Ryder made these remarks in a statement issued on the occasion of International Women’s Day, which falls on Sunday, March 8, 2015, copied to the Ghana News Agency on Saturday.
He said two decades ago the Fourth World Conference on Women in Beijing adopted a visionary and far-reaching Declaration and Platform for Action on gender equality and women’s empowerment.
He said globally, only about half the world’s women were in the labour force, compared to nearly 80 percent of men – a figure basically unchanged in 20 years.
He said a large gender pay gap had not narrowed much, with women still earning on average 23 per cent less than men; and new evidence was emerging that mothers suffered a wage penalty, often over and above the gender pay gap.
The Director-General said the percentage of women in top management and in positions of political leadership had improved, but women head up only five percent of fortune 500 companies and only one out of 12 governments worldwide.
He pointed out that the percentage of women who worked as self-employed or unpaid family members had declined, but women remained over-represented in low-wage employment.
“We cannot accept that at current rates of change, it may take more than 70 years for women to achieve equal pay status with men.
“Nor can we accept that one out of every three women today will suffer some form of physical and/or sexual violence that cripples their ability to work,” he said.
“On this International Women’s Day, it’s time to ask the hard questions.

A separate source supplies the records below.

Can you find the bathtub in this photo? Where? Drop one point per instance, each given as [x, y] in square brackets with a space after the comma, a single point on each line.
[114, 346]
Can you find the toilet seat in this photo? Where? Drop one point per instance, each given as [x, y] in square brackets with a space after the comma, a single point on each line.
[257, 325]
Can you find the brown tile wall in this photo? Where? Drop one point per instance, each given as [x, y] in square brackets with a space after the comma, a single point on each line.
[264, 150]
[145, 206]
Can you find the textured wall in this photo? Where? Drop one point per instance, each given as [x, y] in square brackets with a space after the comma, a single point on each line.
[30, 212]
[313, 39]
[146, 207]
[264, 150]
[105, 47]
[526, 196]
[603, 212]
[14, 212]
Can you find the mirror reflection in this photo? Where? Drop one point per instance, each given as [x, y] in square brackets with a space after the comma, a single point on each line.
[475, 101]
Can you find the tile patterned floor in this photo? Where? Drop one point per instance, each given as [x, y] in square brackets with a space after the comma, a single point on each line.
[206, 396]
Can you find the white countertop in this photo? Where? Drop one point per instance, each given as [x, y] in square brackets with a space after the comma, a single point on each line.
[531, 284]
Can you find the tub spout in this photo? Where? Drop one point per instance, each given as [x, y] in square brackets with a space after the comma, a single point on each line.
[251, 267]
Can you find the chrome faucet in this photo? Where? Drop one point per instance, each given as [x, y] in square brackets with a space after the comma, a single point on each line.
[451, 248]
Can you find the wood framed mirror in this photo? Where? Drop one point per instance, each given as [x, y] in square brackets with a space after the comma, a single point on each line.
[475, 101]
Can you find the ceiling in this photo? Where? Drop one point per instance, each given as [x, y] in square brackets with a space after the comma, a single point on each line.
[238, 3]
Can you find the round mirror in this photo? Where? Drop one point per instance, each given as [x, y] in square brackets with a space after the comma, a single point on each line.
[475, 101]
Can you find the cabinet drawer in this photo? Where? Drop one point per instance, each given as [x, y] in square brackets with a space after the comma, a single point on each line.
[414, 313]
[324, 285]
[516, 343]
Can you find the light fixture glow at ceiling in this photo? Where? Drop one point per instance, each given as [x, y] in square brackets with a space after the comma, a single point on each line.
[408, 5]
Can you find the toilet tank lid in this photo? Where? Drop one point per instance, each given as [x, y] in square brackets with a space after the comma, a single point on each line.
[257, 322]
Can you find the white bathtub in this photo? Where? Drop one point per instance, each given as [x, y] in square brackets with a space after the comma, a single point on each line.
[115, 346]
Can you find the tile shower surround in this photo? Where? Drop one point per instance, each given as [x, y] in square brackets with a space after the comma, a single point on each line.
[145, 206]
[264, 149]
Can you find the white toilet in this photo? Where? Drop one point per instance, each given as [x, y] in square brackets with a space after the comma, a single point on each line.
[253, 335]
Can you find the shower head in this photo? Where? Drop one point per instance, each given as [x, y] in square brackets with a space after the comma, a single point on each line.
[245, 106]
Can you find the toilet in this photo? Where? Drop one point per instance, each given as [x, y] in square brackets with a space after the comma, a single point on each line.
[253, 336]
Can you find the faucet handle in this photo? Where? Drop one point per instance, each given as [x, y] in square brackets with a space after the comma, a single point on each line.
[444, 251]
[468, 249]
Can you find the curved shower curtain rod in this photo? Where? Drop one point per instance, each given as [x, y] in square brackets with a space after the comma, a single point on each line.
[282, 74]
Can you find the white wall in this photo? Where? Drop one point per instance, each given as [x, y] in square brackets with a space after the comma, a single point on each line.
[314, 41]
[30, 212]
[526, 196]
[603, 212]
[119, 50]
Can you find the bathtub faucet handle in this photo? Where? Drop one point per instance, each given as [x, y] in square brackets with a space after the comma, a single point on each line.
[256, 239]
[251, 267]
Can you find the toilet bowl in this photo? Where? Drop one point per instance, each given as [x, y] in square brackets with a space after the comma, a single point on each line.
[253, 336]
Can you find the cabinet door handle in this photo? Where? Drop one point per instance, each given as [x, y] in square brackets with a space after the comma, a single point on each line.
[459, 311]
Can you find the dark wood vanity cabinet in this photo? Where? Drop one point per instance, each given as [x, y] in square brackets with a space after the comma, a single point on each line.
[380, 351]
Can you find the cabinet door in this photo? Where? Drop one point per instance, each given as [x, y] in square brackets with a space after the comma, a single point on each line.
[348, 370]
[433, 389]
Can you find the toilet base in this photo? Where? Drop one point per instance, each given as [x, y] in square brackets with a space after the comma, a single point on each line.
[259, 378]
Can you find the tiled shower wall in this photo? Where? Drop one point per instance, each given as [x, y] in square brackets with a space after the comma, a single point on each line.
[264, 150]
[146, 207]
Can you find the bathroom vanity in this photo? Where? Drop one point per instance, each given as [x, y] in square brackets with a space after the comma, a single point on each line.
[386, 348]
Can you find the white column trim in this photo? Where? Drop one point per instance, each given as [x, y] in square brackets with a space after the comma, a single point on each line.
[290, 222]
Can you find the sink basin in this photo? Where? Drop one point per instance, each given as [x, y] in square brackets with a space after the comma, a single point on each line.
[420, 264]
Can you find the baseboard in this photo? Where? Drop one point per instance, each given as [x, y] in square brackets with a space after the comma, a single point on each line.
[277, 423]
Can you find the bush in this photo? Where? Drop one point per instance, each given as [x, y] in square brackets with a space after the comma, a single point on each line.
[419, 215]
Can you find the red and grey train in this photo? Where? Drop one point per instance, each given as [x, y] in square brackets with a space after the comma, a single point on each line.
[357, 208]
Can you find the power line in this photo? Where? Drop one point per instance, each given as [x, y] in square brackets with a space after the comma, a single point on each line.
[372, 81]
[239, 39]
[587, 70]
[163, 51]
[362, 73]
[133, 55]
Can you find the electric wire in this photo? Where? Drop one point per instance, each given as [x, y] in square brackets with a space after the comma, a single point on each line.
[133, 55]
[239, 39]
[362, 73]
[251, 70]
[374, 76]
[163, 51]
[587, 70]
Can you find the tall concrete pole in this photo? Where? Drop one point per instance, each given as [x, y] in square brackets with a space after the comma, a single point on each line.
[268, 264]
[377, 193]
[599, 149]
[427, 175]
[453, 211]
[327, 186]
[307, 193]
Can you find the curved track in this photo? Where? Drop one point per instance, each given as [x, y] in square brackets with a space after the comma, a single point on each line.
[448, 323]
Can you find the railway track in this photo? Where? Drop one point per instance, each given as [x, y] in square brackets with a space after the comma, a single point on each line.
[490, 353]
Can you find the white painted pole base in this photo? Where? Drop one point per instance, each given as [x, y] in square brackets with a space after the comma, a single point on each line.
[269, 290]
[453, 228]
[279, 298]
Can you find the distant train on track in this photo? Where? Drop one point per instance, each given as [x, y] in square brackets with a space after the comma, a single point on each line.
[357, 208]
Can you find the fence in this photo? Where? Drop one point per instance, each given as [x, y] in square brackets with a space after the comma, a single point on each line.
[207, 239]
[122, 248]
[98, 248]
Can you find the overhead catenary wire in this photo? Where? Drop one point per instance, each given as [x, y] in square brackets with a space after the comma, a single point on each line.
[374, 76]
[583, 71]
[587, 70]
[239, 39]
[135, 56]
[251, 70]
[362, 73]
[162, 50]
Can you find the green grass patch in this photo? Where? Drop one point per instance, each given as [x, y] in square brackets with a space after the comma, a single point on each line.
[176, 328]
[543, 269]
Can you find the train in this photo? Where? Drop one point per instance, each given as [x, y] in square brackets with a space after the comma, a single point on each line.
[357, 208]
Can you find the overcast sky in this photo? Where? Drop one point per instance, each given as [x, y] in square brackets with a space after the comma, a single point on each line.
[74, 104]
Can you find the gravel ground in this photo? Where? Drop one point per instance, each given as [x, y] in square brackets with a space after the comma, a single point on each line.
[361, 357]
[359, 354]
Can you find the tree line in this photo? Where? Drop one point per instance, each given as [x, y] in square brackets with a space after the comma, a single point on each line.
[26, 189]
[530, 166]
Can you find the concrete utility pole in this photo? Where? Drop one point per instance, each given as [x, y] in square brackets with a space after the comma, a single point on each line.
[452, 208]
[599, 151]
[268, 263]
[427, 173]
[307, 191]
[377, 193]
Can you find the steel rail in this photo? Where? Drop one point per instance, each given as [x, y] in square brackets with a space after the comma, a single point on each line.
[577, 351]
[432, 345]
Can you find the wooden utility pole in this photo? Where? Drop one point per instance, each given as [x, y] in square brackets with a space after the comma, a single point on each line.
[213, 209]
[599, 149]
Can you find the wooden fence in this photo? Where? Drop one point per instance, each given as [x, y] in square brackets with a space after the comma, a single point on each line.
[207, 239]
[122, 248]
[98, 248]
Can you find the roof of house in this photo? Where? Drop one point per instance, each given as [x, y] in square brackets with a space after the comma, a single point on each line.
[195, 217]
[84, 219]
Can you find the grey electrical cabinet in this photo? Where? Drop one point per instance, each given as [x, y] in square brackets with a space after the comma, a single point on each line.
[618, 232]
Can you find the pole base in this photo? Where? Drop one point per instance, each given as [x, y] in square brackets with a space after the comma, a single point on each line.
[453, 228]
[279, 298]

This anniversary should spur us to act, to rethink and to innovate. What needs to be done?”
He said support must be provided for maternity protection and work-family policies: despite some progress, globally more than 800 million women workers or 41 percent, still did not have adequate maternity protection and take-up rates among men of parental leave were low.
Ryder said the services and facilities that recognised, valued and supported care work, either paid or unpaid, were generally lacking.
The Director-General said equality for women at work benefits everyone. We need to show men why they need to be part of the conversation and part of the solution.
He said the inclusion of men in gender equality strategies would be necessary to accelerate change – gender equality is about all women and men, and benefits individuals, families, workplaces and societies.